Effects of in vivo APC on the voltage-dependent inactivation of the cardiac L-type Ca channel. (A) Representative traces of I_Ca,L and I_Ba recorded at 0 mV from a holding potential of −80 mV using Ca²⁺ and Ba²⁺ as charge carriers, respectively, are shown. The currents were scaled and superimposed. Arrow indicates zero current level. Ba²⁺ as the charge carrier removed Ca²⁺-dependent inactivation of the L-type Ca channel. (B) The fast and slow time constants of the inactivation kinetics of I_Ba in the non-APC and APC groups are plotted against test potentials. No significant differences were observed in τ_fast and τ_slow between the non-APC and APC groups (n = 10 per group).

Figure 5

Cytosolic calmodulin (CaM) levels.
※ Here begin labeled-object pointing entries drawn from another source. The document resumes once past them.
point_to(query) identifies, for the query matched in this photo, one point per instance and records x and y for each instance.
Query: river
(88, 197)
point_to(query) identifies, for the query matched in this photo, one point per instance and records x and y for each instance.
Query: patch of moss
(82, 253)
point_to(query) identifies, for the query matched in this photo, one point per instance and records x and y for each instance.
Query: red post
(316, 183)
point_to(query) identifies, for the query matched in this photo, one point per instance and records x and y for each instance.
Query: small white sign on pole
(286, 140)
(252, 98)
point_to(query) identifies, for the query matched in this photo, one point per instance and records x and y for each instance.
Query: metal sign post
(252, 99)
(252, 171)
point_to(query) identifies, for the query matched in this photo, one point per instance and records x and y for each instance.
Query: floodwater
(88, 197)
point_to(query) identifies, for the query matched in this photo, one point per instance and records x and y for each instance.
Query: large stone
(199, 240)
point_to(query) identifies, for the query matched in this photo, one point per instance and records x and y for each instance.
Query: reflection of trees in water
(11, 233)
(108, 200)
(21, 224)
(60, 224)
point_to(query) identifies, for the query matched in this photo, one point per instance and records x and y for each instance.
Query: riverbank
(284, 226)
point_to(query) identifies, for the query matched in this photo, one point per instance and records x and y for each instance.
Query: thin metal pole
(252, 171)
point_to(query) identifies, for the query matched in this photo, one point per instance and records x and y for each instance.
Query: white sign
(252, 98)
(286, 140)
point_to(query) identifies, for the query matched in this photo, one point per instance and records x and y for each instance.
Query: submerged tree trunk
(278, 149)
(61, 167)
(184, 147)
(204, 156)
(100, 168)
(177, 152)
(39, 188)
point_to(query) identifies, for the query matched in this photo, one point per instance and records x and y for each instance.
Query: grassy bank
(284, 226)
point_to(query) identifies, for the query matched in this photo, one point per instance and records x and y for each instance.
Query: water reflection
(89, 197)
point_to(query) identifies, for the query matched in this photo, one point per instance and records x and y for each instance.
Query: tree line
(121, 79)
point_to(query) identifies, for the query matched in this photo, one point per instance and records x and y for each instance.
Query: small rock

Effects of in vivo APC on cytosolic CaM levels were determined by Western blot. (A) Representative results from one heart each from the non-APC and APC groups are shown. β-actin was used as the loading control. (B) Summary of the CaM/β-actin ratio in the non-APC and APC groups are shown. No significant differences were observed between two groups (n = 6 hearts per group).

Figure 6

Cytosolic Ca²⁺ accumulation under stress conditions. Isolated cardiomyocytes were loaded with the cytosolic Ca²⁺ indicator, fluo-4-AM, and exposed to oxidative stress, followed by perfusion with glucose-free Tyrode solution. Fluo-4 fluorescence was monitored over time. Myocytes from both the non-APC and APC groups showed increases in cytosolic Ca²⁺ following stress as indicated by the increases in fluo-4 fluorescence. However, the increase in fluo-4 fluorescence was significantly reduced in the APC-treated myocytes. *P < 0.05 vs. non-APC. n = 10–12 per group.

Figure 7

Simulation of the action potential. (A) Using a modified FMG model as described in Methods, inactivation kinetics were accelerated by 23% in the simulated APC I_Ca,L compared with the Control I_Ca,L. (B) Simulated changes in the AP (control vs. APC) are shown as the corresponding consequence of the accelerated I_Ca,L inactivation. The APD₅₀ and APD₉₀ were 83.0 and 98.1 ms, respectively, in the control-simulated AP, and 77.8 and 92.9 ms in the APC-simulated AP.

Figure 8

Effect of Ca²⁺ sensitivity on I_Ca,L inactivation. The effect of altering the sensitivity of L-type Ca channels to intracellular Ca²⁺ on I_Ca,L inactivation was simulated using the modified FMG model. Ca²⁺ sensitivity was enhanced by 28% (dashed lines) relative to the control. The exponential fits are depicted by the dotted lines. This enhancement of Ca²⁺ sensitivity induced only 5% change in the acceleration of the I_Ca,L inactivation.

Figure 9

Effects of in vivo APC on the Dahl S strain of rats. (A) Cell survival study. Oxidative stress significantly increased the percentage of cell death in the non-APC group compared with the time control (TC) group. In the APC group, cell survival following oxidative stress was not significantly different from the APC group, indicating resistance to cardioprotection in the Dahl S rats. *P < 0.05 vs. TC. n = 5–9 per group. (B) Representative whole-cell I_Ca,L traces from Dahl S myocytes in the non-APC and APC groups. Currents were recorded at a test potential of 0 mV from a holding potential of −80 mV. The traces shown were superimposed. Arrow indicates zero current level. (C) I_Ca,L inactivation kinetics. The fast and slow time constants of current inactivation in myocytes from the non-APC and APC groups showed no significant differences in the Dahl S rats (n = 9 per group).